Three month short sterling futures for December were little changed at 98.930, suggesting investors have almost totally discounted the chance of a central bank rate hike over the coming months.
Sterling’s decline comes a day after a report showing UK inflation accelerated to 4.5 percent last month, the fastest since October 2008. Bank of England governor Mervyn King said in the letter to Chancellor of the Exchequer George Osborne that inflation is being boosted by higher sales tax and energy. That saw some good interest to buy sterling yesterday.
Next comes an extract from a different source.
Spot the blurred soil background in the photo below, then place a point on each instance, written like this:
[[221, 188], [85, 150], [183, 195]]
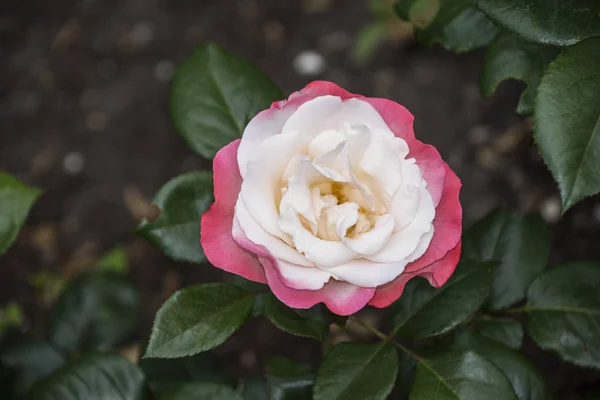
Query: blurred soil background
[[84, 93]]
Traders say that much of today’s move was a wash out of yesterday’s buying.
“I think peoples first reaction post the CPI number was to buy sterling, but it was a very short lived reaction, “ says one trader a European banks. “I think the reaction has been fairly predicable really: High inflation-no growth, not great for the pound.”
It’s an indication that concerns about growth are beginning to predominate views on the future direction of the currency.
“That inflation figure a couple of months ago would have sent sterling screaming higher,” Smith said. “That fact it hasn’t done so this time suggest real concern over how the household sector will battle through a second year with real falling incomes.”
The UK economy flat-lined in the six months to the end of the third quarter, and policy makers said they now expected lower growth in 2011 than when they published their last policy minutes in February.
“Households might have much further to adjust to the significant squeeze on real incomes. In that case growth could remain sluggish,” the BOE said.